Most moves in New York City go through the front door, up the freight elevator, and down the hall. Any reputable moving company will tell you that this works for most furniture, equipment, and commercial items. But some pieces simply do not fit that path, and forcing them through anyway is how damage happens.
Crane moving handles situations where the standard route is physically impossible or structurally risky. Knowing which method fits your move saves time, prevents damage, and helps you sidestep mid-move surprises.
What Traditional Moving Covers
Traditional moving means a trained crew loading items by hand, using furniture dollies and hand trucks, and moving items through a building’s standard access points: doors, hallways, stairwells, and elevators.
For the overwhelming majority of NYC moves, this is the right approach. Our crews at Up N Go Moving and Storage are trained specifically for NYC building types, including narrow walk-up stairwells, co-op freight elevator windows, and tight loading zones. Three-person crews handle what two-person teams cannot, particularly on jobs with multiple flights of stairs or long carries from truck to door.
Traditional moving is faster to set up, requires no special permits beyond the standard COI, and is the right method when the item can physically move through the building’s existing access points.
When Traditional Moving Hits a Wall
There are specific situations where the traditional route stops being viable.
The item is too large for the building’s access points. Grand pianos, large sectional sofas, custom sculptures, commercial kitchen equipment, and oversized fitness machines sometimes cannot fit through a doorframe, around a stairwell corner, or into a freight elevator. Attempting to force an oversized item through a tight space risks damage to the item, the walls, and the doorframe.
The building layout creates a dead end. Some NYC apartments have windows or exterior access points that are closer to the final destination than any internal route. A rooftop piece, a balcony installation, or an upper-floor item in a building without elevator access may have no viable interior path at all.
The structural risk is too high. Certain staircases in older NYC buildings were not built for the loads that modern furniture and equipment represent. Moving a 600-pound commercial refrigerator up three flights of stairs in a 1920s walk-up is a different risk calculation than doing the same job in a building with a service elevator.
What Crane Moving Adds
Crane moving involves hoisting items via an exterior crane, typically through a window or up the side of the building to a terrace, rooftop, or specific floor. It bypasses internal access entirely.
It requires more planning. Crane jobs in NYC need coordination with the building, DOT permits for street access, and a clear line from the truck to the pick point. The building management must approve the operation, and the window or access point receiving the item must be sized and structurally appropriate.
The tradeoff is access. A crane can move a grand piano to a fourth-floor apartment with no service elevator. It can place a commercial refrigerator on a restaurant rooftop. It can deliver oversized custom furniture to a penthouse terrace. When no other path exists, crane access is the solution.

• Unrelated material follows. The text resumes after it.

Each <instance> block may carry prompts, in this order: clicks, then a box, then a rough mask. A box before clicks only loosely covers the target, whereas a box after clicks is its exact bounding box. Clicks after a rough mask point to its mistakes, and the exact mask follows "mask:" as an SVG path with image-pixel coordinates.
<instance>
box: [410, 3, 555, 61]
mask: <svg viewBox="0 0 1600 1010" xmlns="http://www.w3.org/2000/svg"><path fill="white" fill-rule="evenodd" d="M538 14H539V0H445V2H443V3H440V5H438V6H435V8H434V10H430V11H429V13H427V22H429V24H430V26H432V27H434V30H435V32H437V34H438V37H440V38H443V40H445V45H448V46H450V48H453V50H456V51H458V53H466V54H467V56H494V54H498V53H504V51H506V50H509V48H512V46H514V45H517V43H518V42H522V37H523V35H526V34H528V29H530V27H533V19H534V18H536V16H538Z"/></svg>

How to Know Which Method You Need
The decision starts with measurement. Measure the item’s dimensions (height, width, and diagonal) and compare them to every point along the internal route: door widths, hallway width, stairwell width at the tightest point, elevator interior dimensions, and any corners that require a pivot.
If the item clears every measurement, traditional moving is the right call. If it does not clear even one point, you have two choices: disassemble the item (if it can be disassembled without damage) or use a crane for exterior access.
A reputable moving company will assess this before arriving with a truck. We evaluate access conditions when quoting every job so that the right method is confirmed before move day, not discovered after the truck is loaded.
How We Handle Both at Up N Go
Our crane moving service covers the full operation, from permit coordination to the lift itself. For jobs that combine crane access with standard moving of other items in the same location, our commercial and industrial moving crew handles the full scope under one quote.
Every job is priced at a flat fee. Crane moves are quoted based on the item, the access point, the building, and the NYC permit requirements involved. The price quoted before the job is the price charged.